Click here for information on other things I got up to in my time at Sheffield aside from my degree.

fun facts:


My undergraduate project on program verification.

My Darwin (master's) project was on comparing evolutionary algorithms for solving the graph colouring problem, working in a group with three other fourth year students and supervised by Dr. Dirk Sudholt. We implemented a framework using DEAP for running different variants of evolutionary algorithms on different graph classes, and compared the performance of state-of-the-art evolutionary algorithms like the hybrid colouring algorithm against simple theory-driven evolutionary algorithms.

My undergraduate project (pdf) was on verifying the correctness of functional programs using Isabelle/HOL. I was supervised by Prof. Georg Struth. I began by proving statements about simple functional data structures like natural numbers, lists, and trees, moved on to verifying the correctness of simple sorting algorithms like insertion sort and merge sort, and finally implemented a definition of the shuffle product operation on strings and languages, providing proofs of some known properties from the literature.

Before I started university I did my A-Levels at Longley Park Sixth Form, where I achieved an A* in Mathematics and 3 As in Further Mathematics, Physics and Chemistry. I also worked on an extended project discussing the mathematics of artificial intelligence and the ways that computers can make decisions, for which I was also given an A* grade. Prior to that I did my GCSEs at Firth Park Academy.


Me presenting at BCUR 2019.

Over the summer of 2019 I worked on a Google Summer of Code project (details), mentored by Chris Smith and Daniel Cartwright. I created a GHC plugin which allows instructors to define requirements for the code within a project and automatically validate them, with applications for users in a broad range of educational contexts. It offers validation of requirements from basic static analysis like checks for line length and warnings through to more advanced testing like template matching.

Earlier that summer I did some research (pdf) with Jordan Williamson, a PhD student working in algebraic topology. I learned the basics of category theory and commutative algebra, and studied Morita theory, which allows us to learn about rings by examining their module categories. We managed to show some interesting results relating to torsion modules.
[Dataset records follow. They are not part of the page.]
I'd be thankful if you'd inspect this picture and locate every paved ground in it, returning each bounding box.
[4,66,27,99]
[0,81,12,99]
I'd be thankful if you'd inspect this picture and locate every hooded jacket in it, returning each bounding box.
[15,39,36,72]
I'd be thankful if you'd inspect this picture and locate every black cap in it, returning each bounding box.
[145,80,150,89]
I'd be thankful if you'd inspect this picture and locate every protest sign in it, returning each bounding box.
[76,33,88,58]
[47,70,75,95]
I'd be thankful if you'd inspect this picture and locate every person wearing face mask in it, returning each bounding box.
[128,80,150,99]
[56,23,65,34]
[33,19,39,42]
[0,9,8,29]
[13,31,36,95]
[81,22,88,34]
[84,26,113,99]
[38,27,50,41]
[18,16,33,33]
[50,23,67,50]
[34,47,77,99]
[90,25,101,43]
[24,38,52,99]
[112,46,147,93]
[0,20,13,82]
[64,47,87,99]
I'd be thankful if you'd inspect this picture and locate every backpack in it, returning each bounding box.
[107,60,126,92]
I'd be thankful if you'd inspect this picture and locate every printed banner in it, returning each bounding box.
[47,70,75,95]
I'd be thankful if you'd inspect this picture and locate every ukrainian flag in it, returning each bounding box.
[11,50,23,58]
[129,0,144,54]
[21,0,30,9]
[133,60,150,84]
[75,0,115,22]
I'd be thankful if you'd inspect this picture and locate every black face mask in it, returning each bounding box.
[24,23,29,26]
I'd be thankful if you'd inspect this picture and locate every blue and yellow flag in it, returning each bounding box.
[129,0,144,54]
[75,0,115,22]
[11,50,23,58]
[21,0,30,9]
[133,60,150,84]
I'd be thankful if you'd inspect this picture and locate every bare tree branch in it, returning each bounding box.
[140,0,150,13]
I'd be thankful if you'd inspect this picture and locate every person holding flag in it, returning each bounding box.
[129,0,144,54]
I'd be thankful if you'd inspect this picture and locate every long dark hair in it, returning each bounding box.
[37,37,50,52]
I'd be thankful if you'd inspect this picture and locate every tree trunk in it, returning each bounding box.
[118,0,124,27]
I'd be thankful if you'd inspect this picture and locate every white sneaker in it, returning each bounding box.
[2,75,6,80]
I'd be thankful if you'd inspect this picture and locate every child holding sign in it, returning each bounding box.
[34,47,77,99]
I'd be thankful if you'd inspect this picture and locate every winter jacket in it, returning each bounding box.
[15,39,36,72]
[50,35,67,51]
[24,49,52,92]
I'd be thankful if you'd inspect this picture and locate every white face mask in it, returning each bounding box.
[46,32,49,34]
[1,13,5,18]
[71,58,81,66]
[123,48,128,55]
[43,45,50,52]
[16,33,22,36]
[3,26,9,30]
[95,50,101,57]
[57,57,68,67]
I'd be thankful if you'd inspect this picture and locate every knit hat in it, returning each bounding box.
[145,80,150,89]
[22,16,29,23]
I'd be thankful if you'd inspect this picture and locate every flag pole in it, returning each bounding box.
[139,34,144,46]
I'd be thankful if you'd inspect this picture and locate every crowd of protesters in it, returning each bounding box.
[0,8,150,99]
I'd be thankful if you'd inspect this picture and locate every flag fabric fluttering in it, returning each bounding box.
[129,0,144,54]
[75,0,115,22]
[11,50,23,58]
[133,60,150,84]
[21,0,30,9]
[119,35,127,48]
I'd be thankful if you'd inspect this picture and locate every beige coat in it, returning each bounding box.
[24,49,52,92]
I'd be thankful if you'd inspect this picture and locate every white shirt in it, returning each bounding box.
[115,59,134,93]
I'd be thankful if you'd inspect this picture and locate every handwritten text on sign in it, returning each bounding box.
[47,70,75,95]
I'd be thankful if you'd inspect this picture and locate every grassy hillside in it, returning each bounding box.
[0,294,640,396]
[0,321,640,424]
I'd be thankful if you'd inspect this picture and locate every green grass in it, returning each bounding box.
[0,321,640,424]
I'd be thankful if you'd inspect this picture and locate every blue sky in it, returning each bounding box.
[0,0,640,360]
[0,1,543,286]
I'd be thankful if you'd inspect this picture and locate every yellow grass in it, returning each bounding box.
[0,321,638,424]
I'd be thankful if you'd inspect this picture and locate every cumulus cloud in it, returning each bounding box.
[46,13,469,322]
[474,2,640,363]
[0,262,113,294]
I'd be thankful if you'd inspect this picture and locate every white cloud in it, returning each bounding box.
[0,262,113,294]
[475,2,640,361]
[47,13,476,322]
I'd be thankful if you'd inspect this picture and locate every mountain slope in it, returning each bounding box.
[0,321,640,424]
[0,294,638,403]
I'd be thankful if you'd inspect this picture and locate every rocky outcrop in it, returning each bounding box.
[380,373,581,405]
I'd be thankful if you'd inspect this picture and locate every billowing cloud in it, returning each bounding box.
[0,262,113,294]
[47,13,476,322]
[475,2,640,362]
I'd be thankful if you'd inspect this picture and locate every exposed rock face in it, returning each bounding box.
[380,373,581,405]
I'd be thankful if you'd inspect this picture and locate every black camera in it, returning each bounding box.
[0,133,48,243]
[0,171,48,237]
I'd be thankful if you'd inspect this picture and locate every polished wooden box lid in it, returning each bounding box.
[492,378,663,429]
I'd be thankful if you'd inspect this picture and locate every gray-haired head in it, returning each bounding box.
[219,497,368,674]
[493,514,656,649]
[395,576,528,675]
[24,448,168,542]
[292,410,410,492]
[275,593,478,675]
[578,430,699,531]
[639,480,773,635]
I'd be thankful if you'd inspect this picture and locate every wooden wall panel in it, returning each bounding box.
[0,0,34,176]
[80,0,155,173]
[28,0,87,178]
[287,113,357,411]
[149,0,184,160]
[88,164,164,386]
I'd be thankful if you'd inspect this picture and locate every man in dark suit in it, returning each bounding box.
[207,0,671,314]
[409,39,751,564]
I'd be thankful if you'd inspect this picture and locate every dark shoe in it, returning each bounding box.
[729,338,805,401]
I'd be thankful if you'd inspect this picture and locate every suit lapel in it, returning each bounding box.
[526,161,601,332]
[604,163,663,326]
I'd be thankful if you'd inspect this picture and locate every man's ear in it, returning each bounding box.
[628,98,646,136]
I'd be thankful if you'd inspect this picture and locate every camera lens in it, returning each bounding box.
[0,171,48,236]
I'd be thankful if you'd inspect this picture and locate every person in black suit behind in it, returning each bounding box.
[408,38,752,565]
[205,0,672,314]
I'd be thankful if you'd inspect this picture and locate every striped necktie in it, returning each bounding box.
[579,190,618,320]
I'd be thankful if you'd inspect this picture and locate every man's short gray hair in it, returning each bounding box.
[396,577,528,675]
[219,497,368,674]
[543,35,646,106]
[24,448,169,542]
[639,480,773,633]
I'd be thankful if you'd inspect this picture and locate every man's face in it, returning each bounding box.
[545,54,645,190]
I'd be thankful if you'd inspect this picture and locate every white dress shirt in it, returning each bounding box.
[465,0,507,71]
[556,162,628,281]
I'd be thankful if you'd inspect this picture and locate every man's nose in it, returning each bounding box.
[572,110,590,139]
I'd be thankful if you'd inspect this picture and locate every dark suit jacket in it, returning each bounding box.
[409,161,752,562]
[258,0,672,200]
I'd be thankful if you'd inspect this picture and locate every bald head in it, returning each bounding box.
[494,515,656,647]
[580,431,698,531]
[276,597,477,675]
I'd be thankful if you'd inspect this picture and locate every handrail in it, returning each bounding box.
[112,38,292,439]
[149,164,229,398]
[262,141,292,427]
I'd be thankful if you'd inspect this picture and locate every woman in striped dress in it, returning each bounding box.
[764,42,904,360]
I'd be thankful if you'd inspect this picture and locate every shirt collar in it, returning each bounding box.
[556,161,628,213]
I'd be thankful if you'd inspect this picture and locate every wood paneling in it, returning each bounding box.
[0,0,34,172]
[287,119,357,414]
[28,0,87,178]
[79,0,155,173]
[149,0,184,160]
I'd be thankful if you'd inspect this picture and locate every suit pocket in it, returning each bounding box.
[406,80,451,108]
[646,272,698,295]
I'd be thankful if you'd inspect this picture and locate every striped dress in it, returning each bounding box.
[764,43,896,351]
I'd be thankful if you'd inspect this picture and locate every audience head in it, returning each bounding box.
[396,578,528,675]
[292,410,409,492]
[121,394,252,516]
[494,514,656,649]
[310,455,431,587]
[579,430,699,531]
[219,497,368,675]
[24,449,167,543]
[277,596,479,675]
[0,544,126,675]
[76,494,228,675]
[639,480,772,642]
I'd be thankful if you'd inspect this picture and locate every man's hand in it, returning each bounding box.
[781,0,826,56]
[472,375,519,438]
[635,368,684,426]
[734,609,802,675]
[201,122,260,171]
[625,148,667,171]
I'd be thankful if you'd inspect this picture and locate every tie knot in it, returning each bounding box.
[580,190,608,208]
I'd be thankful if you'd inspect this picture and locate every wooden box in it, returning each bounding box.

In the summer of 2018 I worked with Pete Dodd and Mozhgan Kabiri Chimeh as part of the Sheffield Undergraduate Research Experience program. I used data collected from Zambia and South Africa and applied the agent-based modelling tool FLAME GPU to create a model of tuberculosis transmission that runs around 30x faster than a comparable model running on a single core. I presented these results in April 2019 at the British Conference of Undergraduate Research in Pontypridd.